Jupyter Notebook 中的 PySpark：“列”对象不可调用答案

【问题标题】：PySpark in Jupyter Notebook: 'Column' object is not callableJupyter Notebook 中的 PySpark：“列”对象不可调用
【发布时间】：2020-10-09 06:11:17
【问题描述】：

我正在对有关奥运成绩的数据进行分析，并希望概述哪些运动员获得的奖牌最多。首先，我创建了附加列，因为在原始数据集中，赢得的奖牌由字符串（“Gold”、“Silver”等）或 NA 表示。

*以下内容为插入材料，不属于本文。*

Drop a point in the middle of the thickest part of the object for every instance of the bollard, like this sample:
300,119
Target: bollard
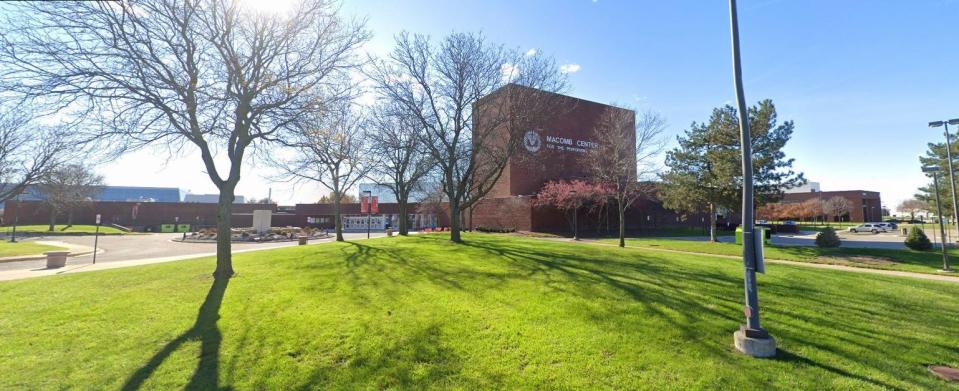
56,259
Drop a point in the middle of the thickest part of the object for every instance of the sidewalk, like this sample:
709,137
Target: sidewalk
18,274
896,273
74,249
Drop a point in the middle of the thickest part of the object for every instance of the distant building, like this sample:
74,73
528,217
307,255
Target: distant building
807,188
864,206
385,194
113,193
210,198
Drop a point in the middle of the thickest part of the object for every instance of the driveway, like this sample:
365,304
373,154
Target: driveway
122,248
887,240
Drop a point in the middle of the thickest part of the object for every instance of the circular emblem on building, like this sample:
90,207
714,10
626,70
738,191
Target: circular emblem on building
532,142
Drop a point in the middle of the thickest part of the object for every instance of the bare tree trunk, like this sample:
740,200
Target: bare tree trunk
454,222
224,227
470,226
337,217
622,224
712,223
402,224
53,219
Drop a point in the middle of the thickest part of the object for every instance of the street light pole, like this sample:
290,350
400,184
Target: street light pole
934,170
369,211
751,338
572,194
952,181
16,219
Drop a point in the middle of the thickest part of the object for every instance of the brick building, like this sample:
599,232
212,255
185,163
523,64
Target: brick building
864,206
554,150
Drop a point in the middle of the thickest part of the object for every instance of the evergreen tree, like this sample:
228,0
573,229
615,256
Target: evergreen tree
705,172
917,240
936,156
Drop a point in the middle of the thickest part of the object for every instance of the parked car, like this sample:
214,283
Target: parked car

totalDF = olympicDF.count()
medalswonDF = olympicDF\
   .where(col("Medal")!="NA")\
.withColumn("Gold", when(col("Medal")== "Gold",("1")))\
.withColumn("Silver", when(col("Medal")== "Silver",("1")))\
.withColumn("Bronze", when(col("Medal")== "Bronze",("1")))\
.withColumn("Total", when(col("Medal")!=  "NA", ("1"))) -> the  "1" is just a placeholder for now

在下一步中，我想展示 25 位最成功的运动员的表格（就获得的奖牌而言）

medalswonDF.cache() # optimization to make the processing faster

medalswonDF.where(col("Medal")!="NA")\
                     .select("Name", "Gold", "Silver", "Bronze")\
                     .groupBy("Name")\
                     .agg(count("Gold")),\
                          (count("Silver")),\
                            (count("Bronze"))\
.orderBy("Gold").desc()\
.select("Name", "Gold", "Silver", "Bronze").show(25,True)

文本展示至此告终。